Thursday, 12 April 2012

Scarabbling About

                          Ptolemy V was the Egyptian ruler responsible for the Rosetta Stone (see yesterday’s post). He was known as Ptolemy V Epiphanes, which roughly means ‘Ptolemy the Manifest’. Epiphanes comes from the Greek (the Macedonian Ptolemaic dynasty ruled Egypt after the death of Alexander the Great in 323 BCE), and replaced the Egyptian word for ‘manifesting’ or ‘transforming’ kepher – which in turn comes from (kh)pr or xpr – scarab.

In Egyptian mythology the Sun god Ra rolled across the sky each day, transforming both bodies and souls. In some accounts Ra was born every morning, then rolled by a scarab, growing until noon, and declining and dying as an old man as the sun went down, only to be reborn the following dawn. The god of the dawn, Khepri, was also the god of transformations. His symbol was the scarab, as the beetle, which lays its eggs in dung and dead bodies, also transforms and is reborn of itself.

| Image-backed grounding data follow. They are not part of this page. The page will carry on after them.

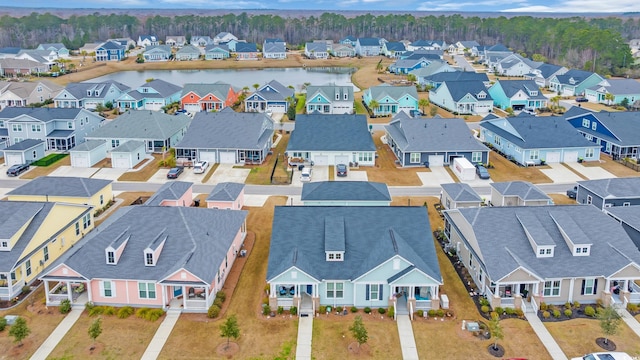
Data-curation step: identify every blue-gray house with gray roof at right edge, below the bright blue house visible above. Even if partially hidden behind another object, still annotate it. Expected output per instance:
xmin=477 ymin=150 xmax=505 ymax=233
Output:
xmin=576 ymin=177 xmax=640 ymax=210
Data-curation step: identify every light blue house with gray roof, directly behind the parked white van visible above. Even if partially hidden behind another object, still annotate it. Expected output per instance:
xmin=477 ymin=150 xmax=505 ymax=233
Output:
xmin=385 ymin=114 xmax=489 ymax=167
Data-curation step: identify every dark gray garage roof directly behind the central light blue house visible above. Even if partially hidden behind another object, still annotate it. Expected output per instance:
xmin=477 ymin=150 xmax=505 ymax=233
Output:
xmin=302 ymin=181 xmax=391 ymax=201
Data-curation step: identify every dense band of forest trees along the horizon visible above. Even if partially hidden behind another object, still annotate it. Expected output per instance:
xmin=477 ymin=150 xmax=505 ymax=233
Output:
xmin=0 ymin=13 xmax=640 ymax=74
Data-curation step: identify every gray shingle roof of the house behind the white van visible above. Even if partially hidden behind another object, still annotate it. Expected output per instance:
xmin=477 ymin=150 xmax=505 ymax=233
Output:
xmin=385 ymin=116 xmax=489 ymax=152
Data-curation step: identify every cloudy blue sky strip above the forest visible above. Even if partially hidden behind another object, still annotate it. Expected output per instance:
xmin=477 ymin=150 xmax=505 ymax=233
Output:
xmin=7 ymin=0 xmax=640 ymax=13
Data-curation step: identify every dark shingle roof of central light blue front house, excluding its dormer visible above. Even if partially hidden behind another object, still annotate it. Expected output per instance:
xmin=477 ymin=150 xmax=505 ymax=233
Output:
xmin=267 ymin=206 xmax=442 ymax=282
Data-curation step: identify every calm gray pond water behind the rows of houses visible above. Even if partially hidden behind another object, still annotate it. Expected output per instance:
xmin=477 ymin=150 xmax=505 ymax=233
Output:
xmin=88 ymin=68 xmax=359 ymax=92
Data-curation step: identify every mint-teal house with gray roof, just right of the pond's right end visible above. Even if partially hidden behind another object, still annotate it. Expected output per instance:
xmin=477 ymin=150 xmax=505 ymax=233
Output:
xmin=362 ymin=84 xmax=418 ymax=116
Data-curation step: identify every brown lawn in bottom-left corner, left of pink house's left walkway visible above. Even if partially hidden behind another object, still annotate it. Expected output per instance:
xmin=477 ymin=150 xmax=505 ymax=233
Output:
xmin=0 ymin=286 xmax=64 ymax=359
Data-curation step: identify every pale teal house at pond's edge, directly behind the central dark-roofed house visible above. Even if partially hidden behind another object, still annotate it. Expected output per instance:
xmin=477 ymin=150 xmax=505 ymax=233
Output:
xmin=305 ymin=85 xmax=354 ymax=114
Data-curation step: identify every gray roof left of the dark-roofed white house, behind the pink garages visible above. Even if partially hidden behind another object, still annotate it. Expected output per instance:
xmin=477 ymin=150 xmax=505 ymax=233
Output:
xmin=176 ymin=108 xmax=274 ymax=150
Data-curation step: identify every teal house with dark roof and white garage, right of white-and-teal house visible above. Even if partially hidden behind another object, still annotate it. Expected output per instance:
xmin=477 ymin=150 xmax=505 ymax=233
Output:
xmin=489 ymin=80 xmax=548 ymax=111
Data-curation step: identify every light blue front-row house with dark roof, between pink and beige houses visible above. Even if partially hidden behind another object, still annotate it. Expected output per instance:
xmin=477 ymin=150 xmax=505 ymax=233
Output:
xmin=267 ymin=206 xmax=442 ymax=316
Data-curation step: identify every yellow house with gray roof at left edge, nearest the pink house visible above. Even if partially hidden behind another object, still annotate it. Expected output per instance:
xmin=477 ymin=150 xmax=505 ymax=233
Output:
xmin=0 ymin=201 xmax=93 ymax=300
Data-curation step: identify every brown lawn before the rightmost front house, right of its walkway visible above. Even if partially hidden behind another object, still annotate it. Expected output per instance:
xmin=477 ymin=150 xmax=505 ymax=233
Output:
xmin=544 ymin=319 xmax=640 ymax=358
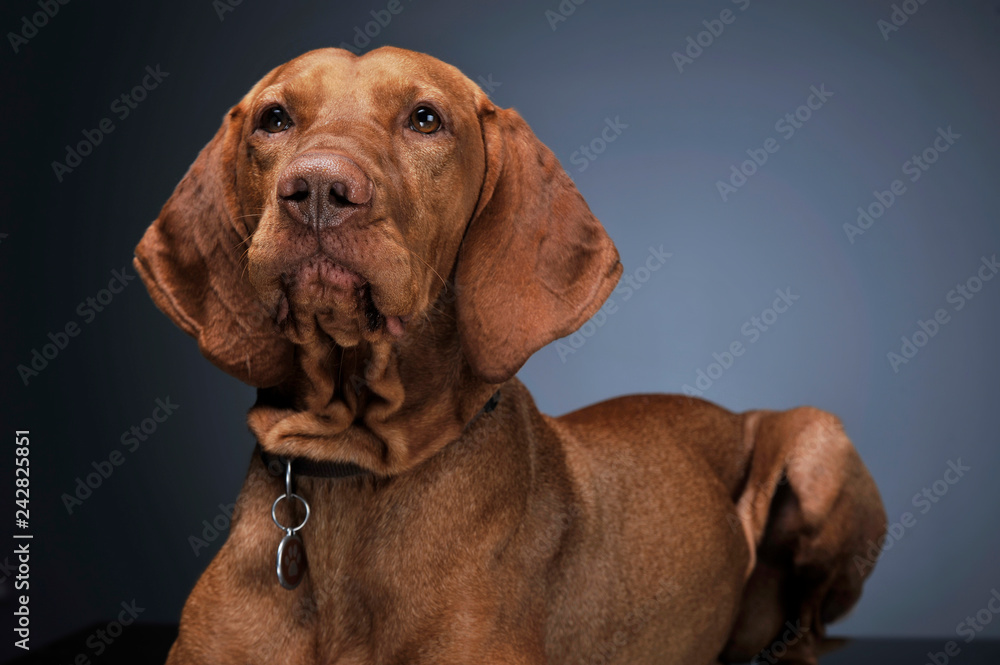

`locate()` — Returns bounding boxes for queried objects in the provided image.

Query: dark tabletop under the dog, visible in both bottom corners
[3,624,1000,665]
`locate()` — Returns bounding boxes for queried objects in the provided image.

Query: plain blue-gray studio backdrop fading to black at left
[0,0,1000,655]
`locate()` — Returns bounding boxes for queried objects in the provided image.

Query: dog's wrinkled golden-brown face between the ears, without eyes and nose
[236,50,487,347]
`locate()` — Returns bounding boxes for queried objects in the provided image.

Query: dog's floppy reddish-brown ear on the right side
[455,105,622,383]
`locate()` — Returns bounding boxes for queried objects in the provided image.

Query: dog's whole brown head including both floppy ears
[136,48,621,466]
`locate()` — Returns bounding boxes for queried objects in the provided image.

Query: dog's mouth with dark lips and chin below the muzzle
[274,254,410,339]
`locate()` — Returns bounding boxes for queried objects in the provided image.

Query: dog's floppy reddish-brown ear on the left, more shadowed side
[133,107,293,388]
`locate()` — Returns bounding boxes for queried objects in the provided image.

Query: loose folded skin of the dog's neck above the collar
[248,294,498,476]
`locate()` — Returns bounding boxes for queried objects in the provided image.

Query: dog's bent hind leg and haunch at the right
[722,407,886,664]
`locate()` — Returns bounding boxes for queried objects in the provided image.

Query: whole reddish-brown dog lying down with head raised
[135,48,885,665]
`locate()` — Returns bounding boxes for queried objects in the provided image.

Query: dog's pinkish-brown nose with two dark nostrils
[278,152,372,228]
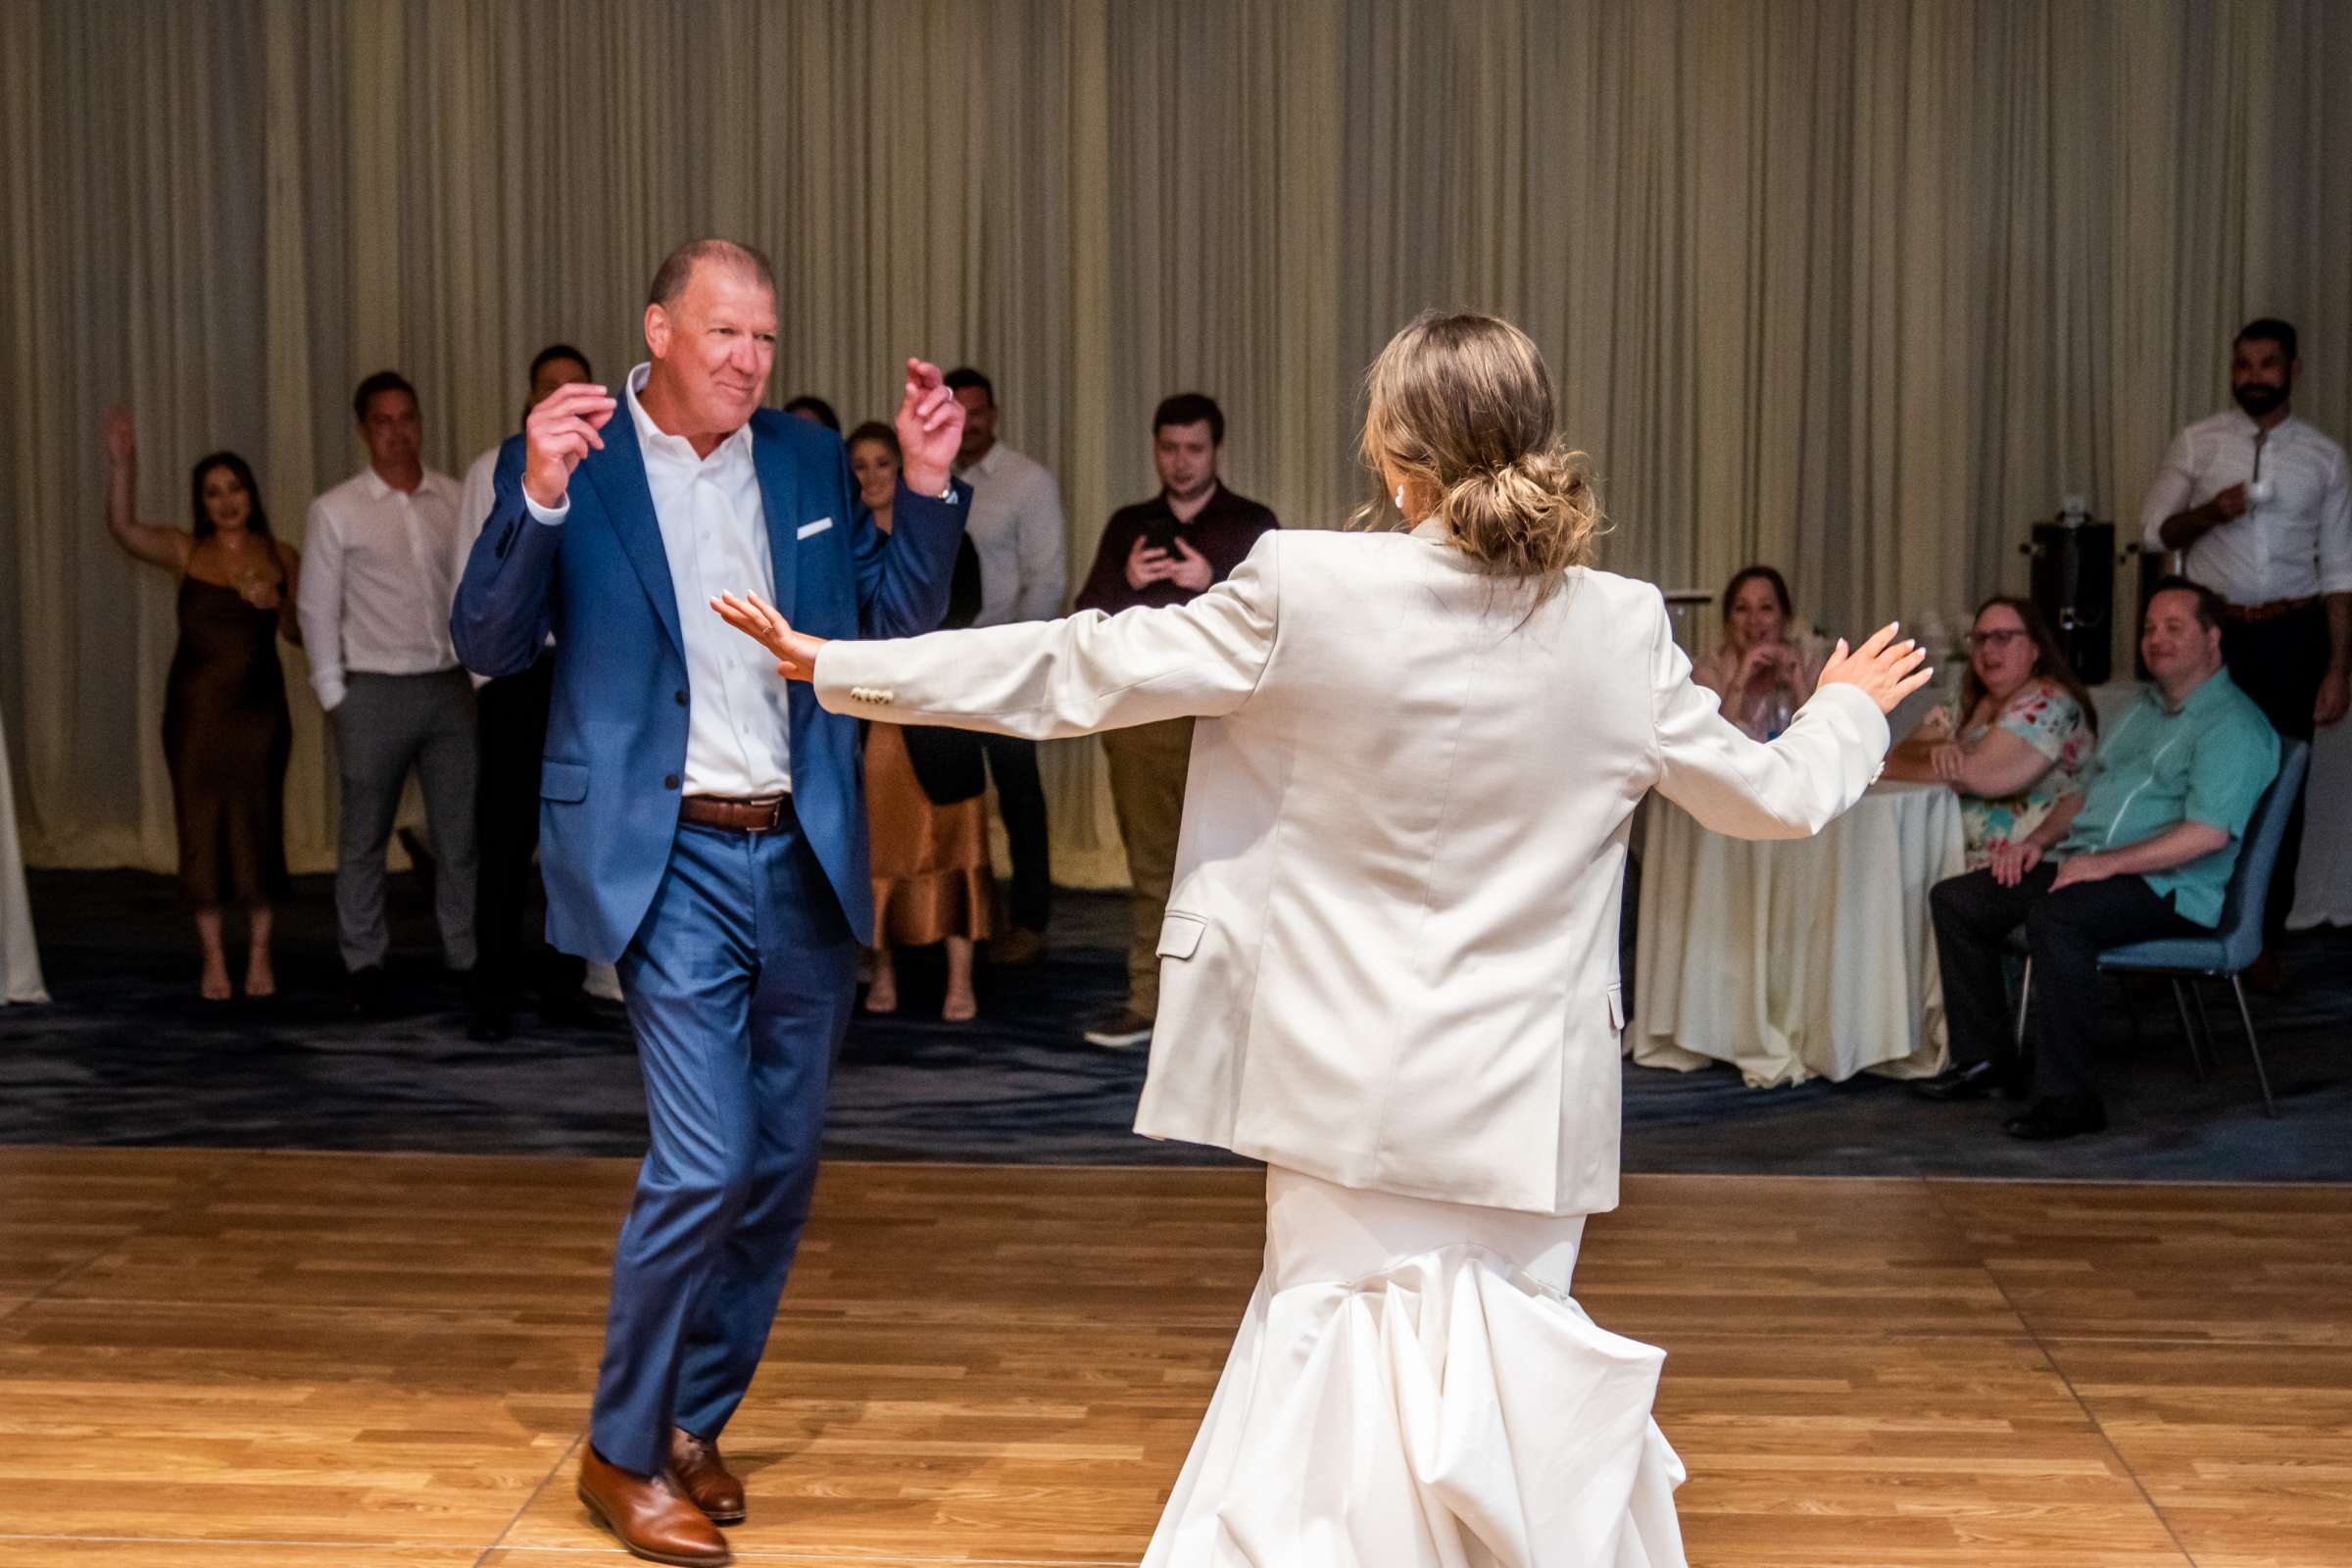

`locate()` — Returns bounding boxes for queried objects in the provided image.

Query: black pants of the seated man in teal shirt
[1929,862,2211,1098]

This scarab came from the British Museum gift shop; I think I bought it in the early seventies. It’s made from resin, with some quite unconvincing Egyptian-looking script on the base.

This one I picked up in a charity shop, some time in the past ten years, and would have been no more than a couple of quid. It is also resin, and also has vaguely hieroglyphic script on the base. It makes a nice paperweight.

This is Anubis, one of the gods of the dead. Anubis, the jackal-headed, accompanied the souls of the dead in the Afterlife, taking them to the scale where the hearts were weighed against Ma’at (depicted as an ostrich feather), to decide if they were worthy enough to pass on into the Underworld. Anubis is black to represent rotting flesh and the black soil of the Nile, symbol, again, of rebirth. This tourist trinket is painted plaster, and is based on a statue found in the tomb of Tutankhamun. I need to restore the broken ear.

There is a lot of old tut written about the curse of Tutankhamun. The team excavating the tomb put the story about to keep robbers from plundering the site, but the story of the curse gained ground when the financier of the expedition, Lord Carnarvon, died from blood poisoning six weeks after the opening of the vault. Of the 58 people present when the sarcophagus was opened, only eight died in the following twelve years. Howard Carter, leader of the team, died in 1939 – seventeen years after the discovery. I have been trying, in vain, to find a newspaper report of the death of Richard Adamson, who was a British soldier and the principal guard of the site, who spent seven years sleeping in the crypt, and who was the last surviving member of the expedition. I think the story may well be apocryphal, but I remember seeing somewhere that, when Adamson died, aged 81, in 1982, some wag reported his passing with the headline, “Curse of Tutankhamun strikes again”.